Saturday 22 May 2010

Meanwhile at the LHC

For the time being the most interesting physics results arrive from the Tevatron, as we were reminded this week by D0's announcement. The LHC cannot compete yet, but it's steadily working its way to becoming the leader sometime next year. According to the latest report, things are going pretty smoothly. So far the peak luminosity is $6x10^{28}/cm^2/s$ (corresponding to roughly an inverse picobarn per year), and the goal for the present run is to increase it by a factor of a thousand. Currently the machine people are working on increasing the numbers of protons in the bunches up to the nominal value of $\sim 10^{11}$. This step alone should allow them to reach $2x10^{29}/cm^2/s$ assuming just 2 bunches circulating in the LHC ring. After that, they will progressively add more and more bunches to the beam.
For the moment, the acquired luminosity is around 10 inverse nanobarns per experiment.
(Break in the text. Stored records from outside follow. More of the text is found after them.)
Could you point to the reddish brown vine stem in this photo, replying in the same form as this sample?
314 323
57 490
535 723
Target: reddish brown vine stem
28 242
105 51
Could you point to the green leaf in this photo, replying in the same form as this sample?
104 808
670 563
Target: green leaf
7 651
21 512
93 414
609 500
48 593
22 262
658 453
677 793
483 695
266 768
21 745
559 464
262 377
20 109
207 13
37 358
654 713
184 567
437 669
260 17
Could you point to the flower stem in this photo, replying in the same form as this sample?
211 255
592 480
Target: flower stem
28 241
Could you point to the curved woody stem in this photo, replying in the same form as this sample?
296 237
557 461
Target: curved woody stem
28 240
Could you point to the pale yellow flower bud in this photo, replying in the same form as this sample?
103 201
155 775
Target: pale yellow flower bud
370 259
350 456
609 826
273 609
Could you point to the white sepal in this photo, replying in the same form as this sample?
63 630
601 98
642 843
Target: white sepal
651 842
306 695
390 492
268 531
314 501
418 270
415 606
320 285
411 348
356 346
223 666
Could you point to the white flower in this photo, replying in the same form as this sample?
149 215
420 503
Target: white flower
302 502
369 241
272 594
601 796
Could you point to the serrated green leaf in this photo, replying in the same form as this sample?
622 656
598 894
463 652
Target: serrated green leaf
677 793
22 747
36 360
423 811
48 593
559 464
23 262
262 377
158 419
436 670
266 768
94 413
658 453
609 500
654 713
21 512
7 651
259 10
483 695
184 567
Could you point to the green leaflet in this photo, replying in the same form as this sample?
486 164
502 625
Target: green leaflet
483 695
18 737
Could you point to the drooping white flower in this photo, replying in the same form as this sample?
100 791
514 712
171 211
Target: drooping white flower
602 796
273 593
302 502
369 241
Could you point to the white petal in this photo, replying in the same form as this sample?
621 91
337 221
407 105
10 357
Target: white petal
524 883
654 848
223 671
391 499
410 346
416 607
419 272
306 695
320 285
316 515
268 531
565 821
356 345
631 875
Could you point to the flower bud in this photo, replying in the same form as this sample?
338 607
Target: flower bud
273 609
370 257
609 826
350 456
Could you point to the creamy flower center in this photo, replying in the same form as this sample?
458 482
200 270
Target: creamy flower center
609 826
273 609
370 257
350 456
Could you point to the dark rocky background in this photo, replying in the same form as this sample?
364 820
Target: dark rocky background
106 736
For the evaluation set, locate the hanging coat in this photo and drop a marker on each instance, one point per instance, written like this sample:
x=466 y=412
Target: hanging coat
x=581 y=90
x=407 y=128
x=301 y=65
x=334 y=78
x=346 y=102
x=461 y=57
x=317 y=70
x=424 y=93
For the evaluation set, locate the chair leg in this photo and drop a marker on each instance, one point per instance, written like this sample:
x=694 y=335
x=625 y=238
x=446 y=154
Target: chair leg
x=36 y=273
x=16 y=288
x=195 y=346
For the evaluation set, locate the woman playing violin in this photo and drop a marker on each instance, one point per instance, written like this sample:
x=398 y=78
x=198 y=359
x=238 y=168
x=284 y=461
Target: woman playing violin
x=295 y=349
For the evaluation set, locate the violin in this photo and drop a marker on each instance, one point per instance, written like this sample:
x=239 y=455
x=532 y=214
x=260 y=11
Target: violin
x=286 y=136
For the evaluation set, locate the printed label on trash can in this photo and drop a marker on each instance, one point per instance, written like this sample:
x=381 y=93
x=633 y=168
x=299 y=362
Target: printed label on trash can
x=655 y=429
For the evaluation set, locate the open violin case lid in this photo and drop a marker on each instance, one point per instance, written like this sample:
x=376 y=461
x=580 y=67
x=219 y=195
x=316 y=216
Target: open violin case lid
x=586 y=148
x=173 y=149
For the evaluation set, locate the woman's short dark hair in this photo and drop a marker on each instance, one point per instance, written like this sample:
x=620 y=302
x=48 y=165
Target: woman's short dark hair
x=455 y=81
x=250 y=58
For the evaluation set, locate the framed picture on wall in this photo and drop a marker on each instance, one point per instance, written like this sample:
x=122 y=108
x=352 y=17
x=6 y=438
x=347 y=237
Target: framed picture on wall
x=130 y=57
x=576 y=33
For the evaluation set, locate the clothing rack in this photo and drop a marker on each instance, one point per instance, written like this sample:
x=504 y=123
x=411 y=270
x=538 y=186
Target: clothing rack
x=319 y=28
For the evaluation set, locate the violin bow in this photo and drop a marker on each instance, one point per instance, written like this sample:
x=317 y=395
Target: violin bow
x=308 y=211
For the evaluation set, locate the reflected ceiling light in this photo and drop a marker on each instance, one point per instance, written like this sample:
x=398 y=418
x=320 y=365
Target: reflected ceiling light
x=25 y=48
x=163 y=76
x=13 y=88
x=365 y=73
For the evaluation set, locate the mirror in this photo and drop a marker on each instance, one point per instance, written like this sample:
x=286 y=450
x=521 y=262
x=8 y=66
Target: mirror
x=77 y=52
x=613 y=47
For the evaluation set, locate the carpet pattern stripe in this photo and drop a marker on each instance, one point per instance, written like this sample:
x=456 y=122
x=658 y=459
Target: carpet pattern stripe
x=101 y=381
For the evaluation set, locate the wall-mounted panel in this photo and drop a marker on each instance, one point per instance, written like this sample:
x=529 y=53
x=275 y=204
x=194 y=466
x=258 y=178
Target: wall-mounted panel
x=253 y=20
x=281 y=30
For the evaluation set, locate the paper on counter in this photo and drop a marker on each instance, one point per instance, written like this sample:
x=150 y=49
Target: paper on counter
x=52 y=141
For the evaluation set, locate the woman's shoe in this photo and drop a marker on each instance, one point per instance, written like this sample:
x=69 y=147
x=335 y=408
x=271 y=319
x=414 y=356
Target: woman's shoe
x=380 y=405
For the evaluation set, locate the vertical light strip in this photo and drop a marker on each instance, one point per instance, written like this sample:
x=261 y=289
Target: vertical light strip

This means that CMS and ATLAS have already collected almost 1000 W bosons (85 nanobarn cross section), hundreds of Z bosons (25 nanobarn cross section), and a few top quark pairs Poisson permitting (0.2 nanobarn cross section). ATLAS now shows on its public pages the first event displays with leptonically decaying Z bosons. The one reproduced above features a beautiful Z decaying into electrons (the two blobs in the electromagnetic calorimeter). Meanwhile, CMS has no new events on its public pages since the first collisions on March 30. The only logical explanation is that a giant octopus has eaten the detector together with the entire collaboration. As otherwise, if they had anything to share they would share it... or wouldn't they ;-)

3 comments:

Bill K said...

Jester, Comments from CMS have been appearing regularly on Twitter and Facebook.

Jester said...

still it might have been an octopus who tweets...they're damn clever

Mitchell said...

Off-topic... I have a question about the calculation of particle masses in GUT models. I get the impression that almost universally, the way it works is, you have one or more Higgs bosons, they acquire VEVs thanks to mutual interaction, and then the other particles get their masses by interacting with the Higgses.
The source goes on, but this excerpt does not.